Human perception is amazing in its interactivity: internal models, for example instrumental timbres, affect the interpretation of acoustic data, but at the same time the acoustic data create and reconcile the internal models. This is of critical importance: we must be careful not to reduce the generality and flexibility of a transcription system by sticking to predefined internal models, such as a detailed musical style or the peculiarities of a single instrument. Thus the first principle in using internal models is that they should be exposed to the acoustic context: the models should be adapted and reconciled at the points where the relevant information is laid bare, and then utilized at the more complicated or ambiguous points.
An important fact recovered earlier is that predictions guide the attention and affect the sensitivity of the auditory system. Therefore we know that even a quiet note in a position to form a transition between two other notes will inevitably be heard as intended, and such a weak note candidate can be surely confirmed by the top-down rules. On the other hand, surprising events must be indicated clearly in music to be perceived and not to frustrate inner predictions. Using this rule, a weak note candidate that is grouped neither sequentially nor simultaneously nor rhythmically can be canceled out, because it would most probably be interpreted as an accidental and meaningless artefact or inference by a human listener.
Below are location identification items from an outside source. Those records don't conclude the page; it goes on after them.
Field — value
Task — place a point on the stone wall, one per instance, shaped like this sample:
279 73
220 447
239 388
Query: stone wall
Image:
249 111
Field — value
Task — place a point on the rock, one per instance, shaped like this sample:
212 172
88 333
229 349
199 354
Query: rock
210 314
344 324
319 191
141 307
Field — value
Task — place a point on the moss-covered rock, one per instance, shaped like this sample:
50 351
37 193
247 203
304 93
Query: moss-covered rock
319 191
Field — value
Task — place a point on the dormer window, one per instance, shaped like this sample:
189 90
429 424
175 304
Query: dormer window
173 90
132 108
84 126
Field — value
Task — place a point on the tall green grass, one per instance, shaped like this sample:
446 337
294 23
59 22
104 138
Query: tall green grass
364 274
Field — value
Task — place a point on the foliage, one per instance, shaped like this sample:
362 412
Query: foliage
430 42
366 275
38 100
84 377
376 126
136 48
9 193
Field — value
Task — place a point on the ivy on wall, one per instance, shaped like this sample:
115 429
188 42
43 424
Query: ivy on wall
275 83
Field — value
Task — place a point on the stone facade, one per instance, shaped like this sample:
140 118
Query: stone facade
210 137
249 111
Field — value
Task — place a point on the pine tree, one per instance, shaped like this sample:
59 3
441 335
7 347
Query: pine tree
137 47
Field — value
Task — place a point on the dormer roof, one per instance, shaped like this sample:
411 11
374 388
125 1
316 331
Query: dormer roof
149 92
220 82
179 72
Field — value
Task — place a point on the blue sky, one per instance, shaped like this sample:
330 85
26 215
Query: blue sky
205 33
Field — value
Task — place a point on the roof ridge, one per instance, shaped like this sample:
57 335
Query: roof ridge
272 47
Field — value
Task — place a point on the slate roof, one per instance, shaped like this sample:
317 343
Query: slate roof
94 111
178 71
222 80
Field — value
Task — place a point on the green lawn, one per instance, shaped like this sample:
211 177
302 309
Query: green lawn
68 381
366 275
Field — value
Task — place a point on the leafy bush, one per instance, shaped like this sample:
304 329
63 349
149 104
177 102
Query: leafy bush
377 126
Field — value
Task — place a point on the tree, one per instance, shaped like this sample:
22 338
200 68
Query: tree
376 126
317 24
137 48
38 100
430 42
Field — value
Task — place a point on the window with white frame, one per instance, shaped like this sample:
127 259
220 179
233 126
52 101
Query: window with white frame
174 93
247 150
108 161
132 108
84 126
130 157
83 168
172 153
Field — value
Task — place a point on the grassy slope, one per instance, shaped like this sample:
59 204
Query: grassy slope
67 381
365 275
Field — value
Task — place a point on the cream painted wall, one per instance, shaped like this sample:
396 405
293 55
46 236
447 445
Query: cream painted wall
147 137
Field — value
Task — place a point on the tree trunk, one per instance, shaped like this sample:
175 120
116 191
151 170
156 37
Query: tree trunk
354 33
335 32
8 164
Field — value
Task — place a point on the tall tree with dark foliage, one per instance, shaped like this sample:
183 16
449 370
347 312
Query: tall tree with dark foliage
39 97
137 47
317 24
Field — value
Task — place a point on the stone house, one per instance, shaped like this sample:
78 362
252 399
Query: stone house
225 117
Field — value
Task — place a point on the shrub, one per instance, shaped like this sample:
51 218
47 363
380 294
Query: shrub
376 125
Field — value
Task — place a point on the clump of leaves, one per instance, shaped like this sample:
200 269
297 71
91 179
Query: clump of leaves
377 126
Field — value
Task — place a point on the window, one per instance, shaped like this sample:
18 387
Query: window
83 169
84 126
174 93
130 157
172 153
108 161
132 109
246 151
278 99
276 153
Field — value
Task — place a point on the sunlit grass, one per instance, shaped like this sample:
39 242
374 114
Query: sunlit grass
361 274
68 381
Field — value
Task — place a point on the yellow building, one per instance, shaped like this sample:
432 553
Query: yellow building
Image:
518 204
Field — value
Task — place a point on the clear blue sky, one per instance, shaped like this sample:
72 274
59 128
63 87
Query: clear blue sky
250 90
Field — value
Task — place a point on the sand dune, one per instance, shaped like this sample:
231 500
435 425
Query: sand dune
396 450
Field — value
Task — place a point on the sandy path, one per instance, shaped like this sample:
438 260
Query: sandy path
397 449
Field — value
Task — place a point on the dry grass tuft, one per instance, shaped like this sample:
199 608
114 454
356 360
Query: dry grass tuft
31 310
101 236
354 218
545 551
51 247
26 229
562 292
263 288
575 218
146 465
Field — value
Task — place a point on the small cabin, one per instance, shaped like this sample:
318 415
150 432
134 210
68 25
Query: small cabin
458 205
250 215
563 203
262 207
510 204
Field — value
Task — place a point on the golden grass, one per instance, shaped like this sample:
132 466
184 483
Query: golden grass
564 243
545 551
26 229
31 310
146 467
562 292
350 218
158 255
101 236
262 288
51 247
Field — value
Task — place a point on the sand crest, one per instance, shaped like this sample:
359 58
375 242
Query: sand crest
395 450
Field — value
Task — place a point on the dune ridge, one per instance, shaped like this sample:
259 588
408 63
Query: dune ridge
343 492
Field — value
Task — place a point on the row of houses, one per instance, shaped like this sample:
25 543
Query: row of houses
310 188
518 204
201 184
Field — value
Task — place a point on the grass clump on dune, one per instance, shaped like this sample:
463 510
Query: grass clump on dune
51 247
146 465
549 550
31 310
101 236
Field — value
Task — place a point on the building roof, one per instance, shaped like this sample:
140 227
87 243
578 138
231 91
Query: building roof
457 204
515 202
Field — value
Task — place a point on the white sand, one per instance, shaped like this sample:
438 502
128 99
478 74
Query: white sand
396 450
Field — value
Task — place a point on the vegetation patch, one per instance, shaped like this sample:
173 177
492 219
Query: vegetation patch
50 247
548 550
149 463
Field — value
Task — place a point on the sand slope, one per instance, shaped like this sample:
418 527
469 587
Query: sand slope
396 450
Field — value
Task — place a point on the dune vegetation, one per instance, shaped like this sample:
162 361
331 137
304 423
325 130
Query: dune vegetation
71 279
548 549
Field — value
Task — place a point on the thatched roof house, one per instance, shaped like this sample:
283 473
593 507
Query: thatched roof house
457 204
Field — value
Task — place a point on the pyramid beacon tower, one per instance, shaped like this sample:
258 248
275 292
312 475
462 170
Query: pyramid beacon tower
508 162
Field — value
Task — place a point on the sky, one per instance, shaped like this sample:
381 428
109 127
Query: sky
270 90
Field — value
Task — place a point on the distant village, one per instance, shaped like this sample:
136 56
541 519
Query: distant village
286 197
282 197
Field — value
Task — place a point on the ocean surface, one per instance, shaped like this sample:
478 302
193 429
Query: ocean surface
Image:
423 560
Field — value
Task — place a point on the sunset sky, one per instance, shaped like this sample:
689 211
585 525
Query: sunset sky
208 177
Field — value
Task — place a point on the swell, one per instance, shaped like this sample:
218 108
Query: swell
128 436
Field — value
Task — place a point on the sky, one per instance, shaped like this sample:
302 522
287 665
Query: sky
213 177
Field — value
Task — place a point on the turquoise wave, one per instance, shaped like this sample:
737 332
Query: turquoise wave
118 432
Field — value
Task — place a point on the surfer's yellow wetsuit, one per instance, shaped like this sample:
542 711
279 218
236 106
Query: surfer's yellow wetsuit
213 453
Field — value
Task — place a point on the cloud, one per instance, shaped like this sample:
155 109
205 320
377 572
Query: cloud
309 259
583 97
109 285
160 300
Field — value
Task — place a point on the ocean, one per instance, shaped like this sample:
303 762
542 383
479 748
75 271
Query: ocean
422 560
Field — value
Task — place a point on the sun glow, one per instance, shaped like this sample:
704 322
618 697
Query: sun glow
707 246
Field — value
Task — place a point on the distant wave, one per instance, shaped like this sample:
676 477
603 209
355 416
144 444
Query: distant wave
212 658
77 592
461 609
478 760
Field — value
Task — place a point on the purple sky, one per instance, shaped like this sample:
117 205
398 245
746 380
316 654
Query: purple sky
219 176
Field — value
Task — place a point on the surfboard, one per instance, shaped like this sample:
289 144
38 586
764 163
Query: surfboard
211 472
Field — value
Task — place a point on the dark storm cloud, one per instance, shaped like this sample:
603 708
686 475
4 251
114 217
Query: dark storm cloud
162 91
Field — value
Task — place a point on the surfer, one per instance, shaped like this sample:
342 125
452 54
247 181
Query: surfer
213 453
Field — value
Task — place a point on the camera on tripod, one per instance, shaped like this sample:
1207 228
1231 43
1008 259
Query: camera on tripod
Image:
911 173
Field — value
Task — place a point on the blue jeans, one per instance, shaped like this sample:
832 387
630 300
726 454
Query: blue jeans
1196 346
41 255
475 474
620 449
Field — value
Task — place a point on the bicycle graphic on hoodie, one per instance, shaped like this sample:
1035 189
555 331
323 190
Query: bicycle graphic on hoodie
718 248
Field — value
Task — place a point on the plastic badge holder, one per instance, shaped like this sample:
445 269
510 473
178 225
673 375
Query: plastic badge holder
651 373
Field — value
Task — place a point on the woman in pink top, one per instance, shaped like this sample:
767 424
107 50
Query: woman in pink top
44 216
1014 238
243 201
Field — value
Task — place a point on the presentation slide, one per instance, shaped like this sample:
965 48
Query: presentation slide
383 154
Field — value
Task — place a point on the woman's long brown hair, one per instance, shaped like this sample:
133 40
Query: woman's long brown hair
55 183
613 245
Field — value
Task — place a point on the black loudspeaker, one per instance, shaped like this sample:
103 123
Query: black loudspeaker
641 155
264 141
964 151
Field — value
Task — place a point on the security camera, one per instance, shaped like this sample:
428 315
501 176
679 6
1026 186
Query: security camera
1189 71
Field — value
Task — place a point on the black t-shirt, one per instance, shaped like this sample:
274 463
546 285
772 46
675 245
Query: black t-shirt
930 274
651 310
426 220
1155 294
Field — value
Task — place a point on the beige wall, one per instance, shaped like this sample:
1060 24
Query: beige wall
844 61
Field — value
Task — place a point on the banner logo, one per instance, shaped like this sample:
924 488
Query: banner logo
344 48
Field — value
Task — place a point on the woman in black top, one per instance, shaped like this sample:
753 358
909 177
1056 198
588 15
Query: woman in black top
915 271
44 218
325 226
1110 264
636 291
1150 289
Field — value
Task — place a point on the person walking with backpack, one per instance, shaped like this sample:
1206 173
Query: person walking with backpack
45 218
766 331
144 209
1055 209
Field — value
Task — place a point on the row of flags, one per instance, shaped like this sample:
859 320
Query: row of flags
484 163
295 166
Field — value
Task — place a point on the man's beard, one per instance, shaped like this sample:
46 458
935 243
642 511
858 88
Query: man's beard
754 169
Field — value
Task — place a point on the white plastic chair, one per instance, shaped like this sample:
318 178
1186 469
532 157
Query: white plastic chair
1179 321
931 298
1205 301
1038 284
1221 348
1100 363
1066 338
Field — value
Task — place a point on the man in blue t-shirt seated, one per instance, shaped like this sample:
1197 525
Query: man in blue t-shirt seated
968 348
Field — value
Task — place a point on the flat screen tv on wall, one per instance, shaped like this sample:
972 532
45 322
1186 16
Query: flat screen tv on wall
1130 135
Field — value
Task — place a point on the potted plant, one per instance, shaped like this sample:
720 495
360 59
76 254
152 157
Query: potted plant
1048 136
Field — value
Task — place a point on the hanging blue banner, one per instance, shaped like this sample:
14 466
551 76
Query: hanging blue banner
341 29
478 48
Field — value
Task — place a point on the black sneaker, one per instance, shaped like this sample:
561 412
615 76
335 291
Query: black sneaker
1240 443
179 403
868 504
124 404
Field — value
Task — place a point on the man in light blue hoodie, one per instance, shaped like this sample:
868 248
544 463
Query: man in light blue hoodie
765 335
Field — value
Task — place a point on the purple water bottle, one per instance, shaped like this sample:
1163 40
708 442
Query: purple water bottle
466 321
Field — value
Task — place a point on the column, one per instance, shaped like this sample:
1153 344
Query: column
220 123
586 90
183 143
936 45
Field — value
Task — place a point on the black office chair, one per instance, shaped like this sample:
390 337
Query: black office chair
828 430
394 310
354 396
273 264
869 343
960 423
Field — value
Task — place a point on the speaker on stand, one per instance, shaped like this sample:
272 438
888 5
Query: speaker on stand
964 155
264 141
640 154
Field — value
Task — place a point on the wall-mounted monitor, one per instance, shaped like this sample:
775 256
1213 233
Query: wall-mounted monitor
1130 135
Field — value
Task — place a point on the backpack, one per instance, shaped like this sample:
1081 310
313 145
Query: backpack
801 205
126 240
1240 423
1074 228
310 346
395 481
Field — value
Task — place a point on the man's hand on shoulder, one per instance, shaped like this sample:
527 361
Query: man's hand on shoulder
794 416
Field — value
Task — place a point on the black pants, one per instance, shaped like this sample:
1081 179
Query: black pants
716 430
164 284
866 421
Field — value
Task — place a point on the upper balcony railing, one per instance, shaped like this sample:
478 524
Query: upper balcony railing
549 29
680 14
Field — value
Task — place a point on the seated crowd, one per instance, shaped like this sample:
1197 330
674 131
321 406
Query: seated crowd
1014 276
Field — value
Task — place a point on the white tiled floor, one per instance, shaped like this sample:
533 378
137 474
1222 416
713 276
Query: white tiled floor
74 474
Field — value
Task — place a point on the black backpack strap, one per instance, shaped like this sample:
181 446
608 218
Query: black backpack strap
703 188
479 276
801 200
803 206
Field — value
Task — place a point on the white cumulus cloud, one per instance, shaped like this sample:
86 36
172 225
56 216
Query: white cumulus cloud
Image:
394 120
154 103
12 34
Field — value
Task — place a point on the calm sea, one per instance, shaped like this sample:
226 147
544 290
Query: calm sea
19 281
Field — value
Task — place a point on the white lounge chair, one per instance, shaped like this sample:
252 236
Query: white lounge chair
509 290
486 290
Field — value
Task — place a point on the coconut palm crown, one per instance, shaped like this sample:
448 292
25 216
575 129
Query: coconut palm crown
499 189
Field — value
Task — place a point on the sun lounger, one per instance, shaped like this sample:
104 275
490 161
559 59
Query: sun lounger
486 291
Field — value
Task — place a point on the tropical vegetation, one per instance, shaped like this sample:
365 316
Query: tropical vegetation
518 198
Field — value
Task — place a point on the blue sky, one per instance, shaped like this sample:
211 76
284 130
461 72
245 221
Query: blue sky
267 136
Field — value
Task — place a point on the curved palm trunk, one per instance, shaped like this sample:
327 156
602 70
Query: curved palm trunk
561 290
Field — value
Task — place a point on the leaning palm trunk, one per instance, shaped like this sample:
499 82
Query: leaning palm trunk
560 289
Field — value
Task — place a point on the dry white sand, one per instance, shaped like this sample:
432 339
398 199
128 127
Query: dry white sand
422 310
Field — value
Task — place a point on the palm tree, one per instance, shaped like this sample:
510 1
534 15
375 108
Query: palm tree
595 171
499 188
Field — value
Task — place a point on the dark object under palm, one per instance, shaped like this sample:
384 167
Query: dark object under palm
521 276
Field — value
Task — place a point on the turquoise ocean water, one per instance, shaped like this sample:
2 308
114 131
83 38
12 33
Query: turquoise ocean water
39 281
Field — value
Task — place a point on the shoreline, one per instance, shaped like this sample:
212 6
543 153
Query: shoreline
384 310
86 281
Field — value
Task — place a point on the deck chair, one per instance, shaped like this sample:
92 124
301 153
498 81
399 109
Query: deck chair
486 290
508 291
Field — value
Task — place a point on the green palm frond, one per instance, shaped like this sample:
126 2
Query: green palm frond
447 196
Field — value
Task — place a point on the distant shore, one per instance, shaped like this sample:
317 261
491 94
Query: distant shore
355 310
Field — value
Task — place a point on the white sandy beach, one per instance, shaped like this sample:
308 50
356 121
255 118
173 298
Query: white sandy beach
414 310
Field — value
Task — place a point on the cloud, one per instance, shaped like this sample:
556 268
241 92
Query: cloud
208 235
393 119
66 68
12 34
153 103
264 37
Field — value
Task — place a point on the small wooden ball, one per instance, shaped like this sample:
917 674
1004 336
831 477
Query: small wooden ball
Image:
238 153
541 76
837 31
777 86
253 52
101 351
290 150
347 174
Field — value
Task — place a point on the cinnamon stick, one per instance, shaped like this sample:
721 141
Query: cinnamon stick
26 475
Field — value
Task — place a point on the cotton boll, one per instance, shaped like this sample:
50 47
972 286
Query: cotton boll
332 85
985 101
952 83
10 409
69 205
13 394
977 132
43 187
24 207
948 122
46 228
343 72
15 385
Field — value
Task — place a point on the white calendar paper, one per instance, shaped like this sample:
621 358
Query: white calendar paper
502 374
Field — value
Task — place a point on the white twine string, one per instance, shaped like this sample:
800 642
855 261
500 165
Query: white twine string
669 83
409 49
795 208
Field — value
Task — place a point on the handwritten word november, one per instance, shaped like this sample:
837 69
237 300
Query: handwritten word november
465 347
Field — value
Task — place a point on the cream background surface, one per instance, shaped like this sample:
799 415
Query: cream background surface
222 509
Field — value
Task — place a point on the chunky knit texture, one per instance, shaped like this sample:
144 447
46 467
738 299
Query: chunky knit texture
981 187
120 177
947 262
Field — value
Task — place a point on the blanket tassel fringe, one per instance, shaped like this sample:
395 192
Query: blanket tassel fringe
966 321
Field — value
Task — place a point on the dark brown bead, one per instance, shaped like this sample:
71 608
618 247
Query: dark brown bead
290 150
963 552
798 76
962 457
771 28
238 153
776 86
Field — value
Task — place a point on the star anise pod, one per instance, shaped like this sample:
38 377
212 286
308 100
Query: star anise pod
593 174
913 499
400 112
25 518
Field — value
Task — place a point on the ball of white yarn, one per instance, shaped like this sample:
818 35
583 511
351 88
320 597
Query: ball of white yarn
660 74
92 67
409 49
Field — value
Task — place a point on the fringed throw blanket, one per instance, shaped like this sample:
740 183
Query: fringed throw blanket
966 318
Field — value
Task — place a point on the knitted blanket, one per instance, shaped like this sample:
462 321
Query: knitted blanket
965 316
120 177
An essential operation in automatic transcription is that of canceling out single erroneous interpretations, `false' notes, and therefore we think that these rules would significantly improve its performance.
Top-down processing rules should not be used too blindly or confidentially, or they will start to produce errors. Using the rules for guiding attention and sensitivity is quite safe. On the contrary, assuming too much on the probabilities of different note sequences and combinations will certainly limit the generality of a system. We think that top-down rules should be primarily used in solving ambiguous or otherwise unsolvable situations, where a human listener also has to make a guess of the most probable interpretation. The musical style dependent excuse, which is quoted below this section's title certainly does not satisfy a revolutionary musician.
In any case, there are universal perceptual rules that are not style dependent and can be used to reject certain interpretations and to favour others in an ambiguous situation. Musical styles vary, but all of them need to employ a strategy of some kind to integrate sounds into a coherent piece of music, which can also be followed by other listeners than the composer himself. Bregman takes an example from Bach's keyboard music: as the polyphony of a composition increases, perceptual techniques in organizing the notes to meaningful groups increase, too.